Le récit de la vie du Prophète brossé par Raymond Le Rouge est intéressant par le regard neuf qu’il pose et ce malgré les anachronismes de cette biographie qui par moment s’éloigne sensiblement de la tradition, pourrait il en être autrement lorsqu’un esprit positif s’intéresse à un phénomène que ne régit pas totalement les données rationnelles ?
Cependant, il ne méconnaît pas les résultats que peuvent avoir les éléments qui échappent à la raison sur les actes et les pensées.
« Il convient de remarquer que ces conclusions ne sont pas l’aboutissement d’une simple démarche intellectuelle.
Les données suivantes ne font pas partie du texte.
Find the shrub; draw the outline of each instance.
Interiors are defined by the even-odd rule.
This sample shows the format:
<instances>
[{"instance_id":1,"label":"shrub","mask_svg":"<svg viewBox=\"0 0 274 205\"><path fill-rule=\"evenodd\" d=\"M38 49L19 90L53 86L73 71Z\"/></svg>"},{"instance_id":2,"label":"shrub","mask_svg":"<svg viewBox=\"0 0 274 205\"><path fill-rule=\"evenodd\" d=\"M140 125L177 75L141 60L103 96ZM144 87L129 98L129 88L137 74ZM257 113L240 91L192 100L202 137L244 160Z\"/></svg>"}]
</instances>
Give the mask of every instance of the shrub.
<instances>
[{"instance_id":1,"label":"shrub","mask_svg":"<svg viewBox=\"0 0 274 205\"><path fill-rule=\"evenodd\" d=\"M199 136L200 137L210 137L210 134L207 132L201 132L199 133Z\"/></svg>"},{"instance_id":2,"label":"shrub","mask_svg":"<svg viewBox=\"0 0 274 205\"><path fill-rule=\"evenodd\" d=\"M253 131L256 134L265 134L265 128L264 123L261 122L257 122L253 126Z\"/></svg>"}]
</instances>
Elles sont la création d’une foi qui opère, dans l’âme du Prophète, à la manière sourde et intelligente d’un germe vivant ».
Il est plus sensible à ce qu’il est convenu d’appeler aujourd’hui le fait religieux qu’à la religion.
L’introspection de notre auteur est différente de celle par exemple de Bennabi qui par l’étude rationnelle du Phénomène coranique en déduit l’authenticité du coran et de l’Islam alors que lui ne cherche qu’à redécouvrir les moyens de l’efficacité sociale, voire sociétale de l’Islam.
Dans cette biographie toute humaine et toujours en comparaison avec Bennabi, il n’arrive pas à distinguer en Mohamed ses deux faces, celle du Prophète tournée vers les hommes et celle du Saint tournée vers Dieu.
La valeur de cet ouvrage réside pour les musulmans de le rappel de leur mission, leur devoir envers tous les hommes, envers l’humanité entière et aussi comme le dit à juste titre le préfacier de « rendre sensible à des lecteurs non musulmans la valeur inestimable du Prophète ».
26 juillet 2009
Abderrahman Benamara
2 commentaires
el misdasya
Quelle crédibilité à accorder aux intellocruels? Les vertus de l’islam ne leur permettent même pas de maîtriser leur rejet inné de la berberite
Tribalisme
La « berbérité » n’est qu’un relent de tribalisme désuet et le’ berbérisme une trahison des idéaux portés par le peuple maghrébin depuis quatorze siècle; Il n’y a aucun cruauté à le constater.
Si certains se complaisent à regarder derrière eux, grand bien leur fasse. C’est une peur panique de l’avenir et ils ne feront rien de bon pour leur société.
C’est dans un grand Idéal qu’une société se forge et maîtrise son destin. Et seul l’islam peut le procurer. Et c’est ce que j’ai compris dans cet article où même un intellectuel non musulman a réussi à apercevoir la grandeur de l’islam.